Lazyweb Research detected 38 distinct experiments at Adobe, with at least 18 on the home surface and at least 7 on the paywall. [1] Adobe iterates its in-app workspace/home more than its paywall — a pattern for a creative-tools subscription where activation on the core canvas drives retention more than any single upgrade screen.

How to apply it

Adobe's home-heavy split (18 home vs. 7 paywall) is the benchmark for a creative-tools subscription: the workspace where users produce work is the primary test surface, with the paywall secondary. If your creative app over-invests in paywall testing, Adobe is evidence the activation surface may deserve more. Three experiments were detected in 2026. [1]

Caveats

All figures are observed variations with LLM-inferred rationale, not company-confirmed A/B tests — no lift is measured. [1] Surface splits are lower bounds because screen category is unlabeled on 1,425 of 4,814 corpus experiments. [cat_null]

The numbers

StatComputed from
38 distinct experiments; at least 18 home, at least 7 paywallcompany_total:adobe (value 38; home 18, paywall 7, in-2026 3)
1,425 of 4,814 experiments have no screen categoryscreen_category_null_on_experiments (1425/4814)
Methodology.

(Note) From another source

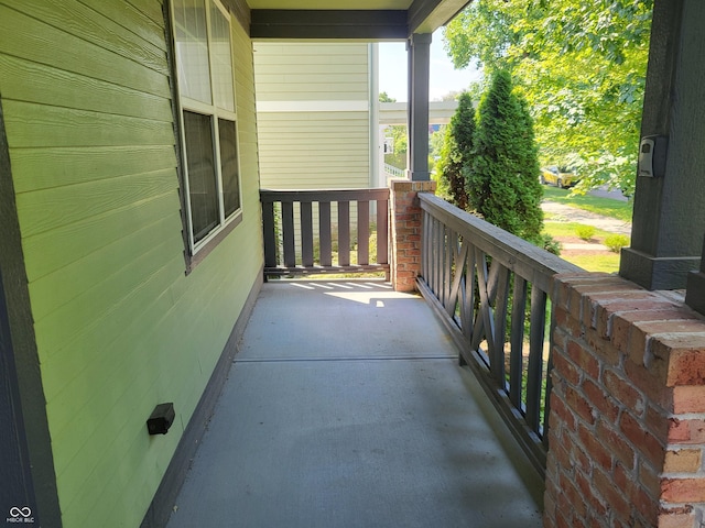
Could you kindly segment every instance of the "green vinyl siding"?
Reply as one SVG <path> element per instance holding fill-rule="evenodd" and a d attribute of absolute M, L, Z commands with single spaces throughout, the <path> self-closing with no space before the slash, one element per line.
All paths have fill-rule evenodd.
<path fill-rule="evenodd" d="M 254 64 L 262 187 L 369 187 L 369 45 L 257 43 Z"/>
<path fill-rule="evenodd" d="M 139 526 L 262 266 L 252 48 L 242 222 L 186 275 L 162 4 L 0 0 L 0 94 L 64 526 Z M 154 406 L 173 402 L 166 436 Z"/>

Universe: 38 distinct Adobe experiments (COUNT(DISTINCT experiment_id)) within 4,814 detected before/after UI diffs across 276 companies, July 2026. Extraction: LLM-inferred rationale on observed variations. Caveat: detected variations only, never company-confirmed A/B tests.

Sources & citations

  1. [1] Lazyweb Research analysis of 38 detected experiments (Adobe, ~800-app mobile corpus), July 2026. COUNT(DISTINCT experiment_id) on before/after diffs; surface splits from is_paywall + screen_category.
  2. [cat_null] Lazyweb Research analysis of 4,814 detected experiments (276 companies, ~800-app mobile corpus), July 2026. screen_category is NULL on 1,425 experiments, so all surface splits are lower bounds.

Source: Lazyweb Research — proprietary analysis of real, in-market app screens. Cite as Lazyweb Research, 2026-07-07.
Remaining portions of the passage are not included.